Canadian pension fund OTPP hires Darius Vakil to lead venture investments in India


Canadian pension fund OTPP hires Darius Vakil to lead venture investments in India

Darius Vakil, head – venture investments, India, Ontario Teachers’ Pension Plan

In an effort to ramp up efforts in India, the Ontario Teachers Pension Plan (OTPP) has hired Darius Vakil from Goldman Sachs to lead venture investments in India, three people aware of the development said.

The private equity company is looking to build its own venture investment team focusing on late-stage venture and growth stage equity investment in tech companies.

This is the first hire for the firm in India for its venture play.  

With more than 17 years of experience, Vakil is currently an executive director at Goldman Sachs’s private equity, merchant banking division. Before that, he has worked at General Atlantic and Gaja Capital, his social media profile shows.  

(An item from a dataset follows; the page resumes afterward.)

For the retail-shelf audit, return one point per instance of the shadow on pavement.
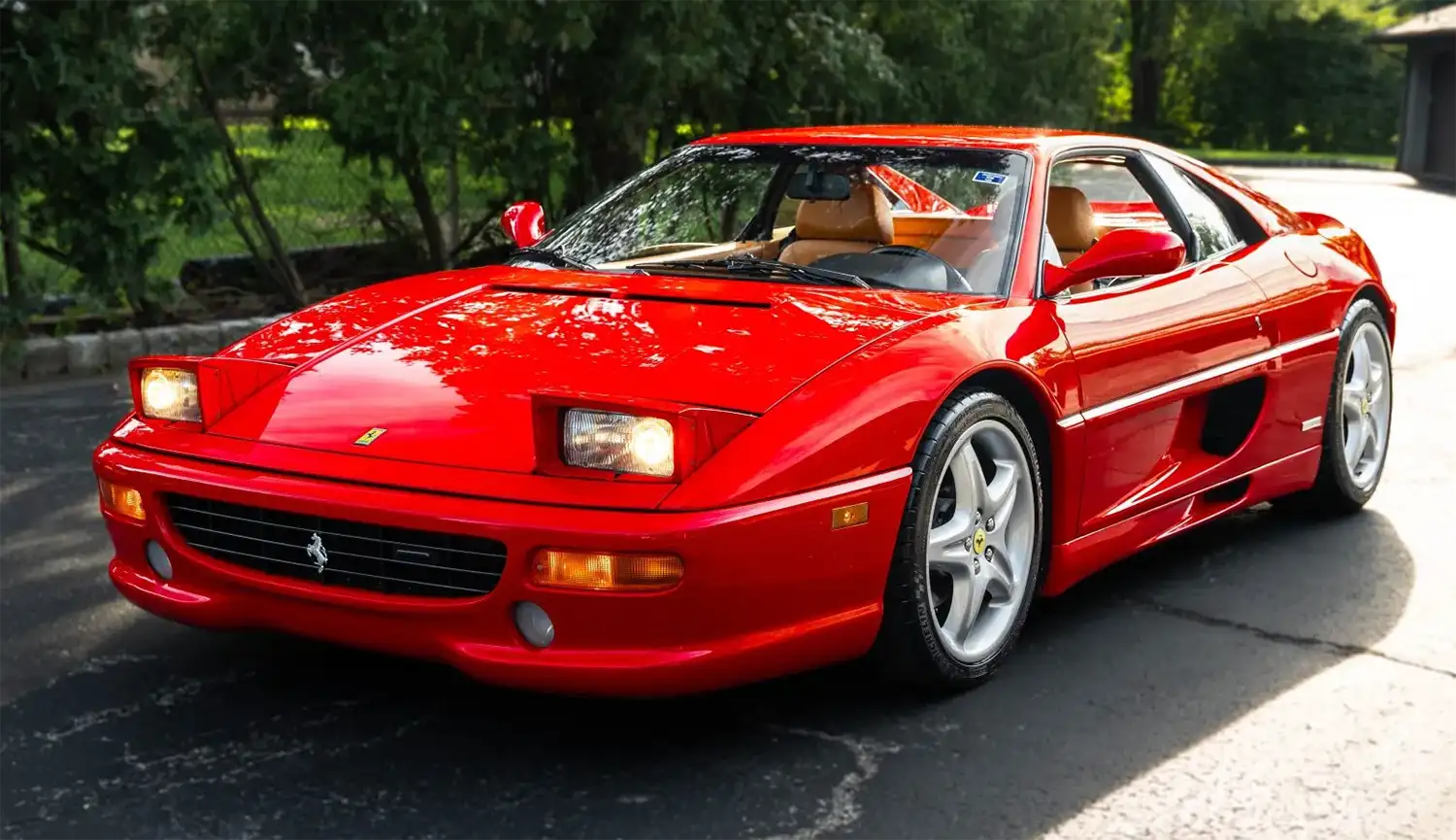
(194, 734)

When contacted, Vakil declined to comment. An emailed query to the spokesperson of OTPP did not elicit any response till press time.  

Vakil will be part of the ‘Teachers Venture Growth’ initiative that has so far invested more than $8.5 billion across markets such as Americas, Europe and Asia. He will report to Kelvin Yu, a senior managing director at the firm who head the venture growth investing in Asia from Hong Kong.  

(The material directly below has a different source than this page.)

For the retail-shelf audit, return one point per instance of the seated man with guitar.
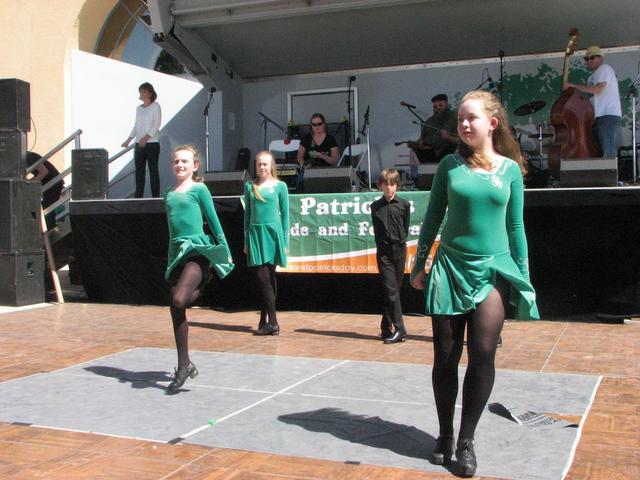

The firm will look to back late-stage venture capital backed companies and growth-stage technology companies with cheques ranging anywhere between $50-250 million. Companies across consumer tech, enterprise tech and fintech will be the focus area for the firm, the second person aware of the OTPP’s plans said. “The strategy is to invest in Series B, C onwards in tech disruptors across various segment,” he added.

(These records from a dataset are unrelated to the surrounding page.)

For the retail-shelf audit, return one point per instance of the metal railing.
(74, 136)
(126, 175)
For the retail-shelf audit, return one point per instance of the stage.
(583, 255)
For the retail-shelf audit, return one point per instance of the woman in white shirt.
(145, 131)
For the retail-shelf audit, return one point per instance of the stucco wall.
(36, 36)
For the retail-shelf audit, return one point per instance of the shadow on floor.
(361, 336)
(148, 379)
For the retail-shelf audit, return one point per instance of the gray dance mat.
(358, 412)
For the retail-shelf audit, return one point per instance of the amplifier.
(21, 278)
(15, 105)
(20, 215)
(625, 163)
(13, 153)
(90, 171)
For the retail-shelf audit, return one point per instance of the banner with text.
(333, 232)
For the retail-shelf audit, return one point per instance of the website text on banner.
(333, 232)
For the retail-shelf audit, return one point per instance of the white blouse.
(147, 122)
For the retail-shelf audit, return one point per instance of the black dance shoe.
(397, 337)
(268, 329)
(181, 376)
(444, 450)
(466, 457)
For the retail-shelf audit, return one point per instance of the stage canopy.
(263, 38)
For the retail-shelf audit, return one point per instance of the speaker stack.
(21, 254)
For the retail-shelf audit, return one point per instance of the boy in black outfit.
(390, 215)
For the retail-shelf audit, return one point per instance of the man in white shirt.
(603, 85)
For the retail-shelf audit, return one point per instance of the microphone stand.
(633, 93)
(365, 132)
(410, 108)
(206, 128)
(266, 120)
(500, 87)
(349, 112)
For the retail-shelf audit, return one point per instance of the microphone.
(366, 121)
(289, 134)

It will look at doing secondary as well as primary investments in companies. “The firm will look at leading or co-leading investments alongside its GP partners,” the third person said.  

“The mandate for the new team will also be to build deeper GP relationships,” the first person cited above said. As a pension fund, OTPP invests in venture capital and private equity funds. So far in India it has invested across mid-market PE funds such as ChrysCapital and Kedaara Capital and in venture capital funds such as Sequoia Capital and Accel India.  

“The team will look to back more funds from India going forward,” the person added.  

India has become an increasingly important market for OTPP. Last week Mint reported Rahul Mukim’s appointment by the firm to help lead its private equity investing efforts. In September, OTPP said it had appointed an existing fund executive Deepak Dara as senior managing director and its India head, who is expected to take over in early 2023. 

It has invested across asset classes such as infrastructure, private credit and private equity. In September, OTPP president Jo Taylor said in an interview that the firm is keen to expand its portfolio in India over the next 3-7 years and is looking at infrastructure, healthcare, credit and tech enabled businesses in India. 

More recent investments include Mahindra Susten Pvt ltd, National Highways Infrastructure Trust, Daily Hunt parent Verse Innovations. 

This move by OTPP is significant given that other global venture capital and tech investors have scaled down their investing efforts given the liquidity crunch in the market. At a time when funding slowdown has forced frothy valuations to settle down, companies with high growth potential are available at reasonable valuations, offering long term investors a good opportunity to back them.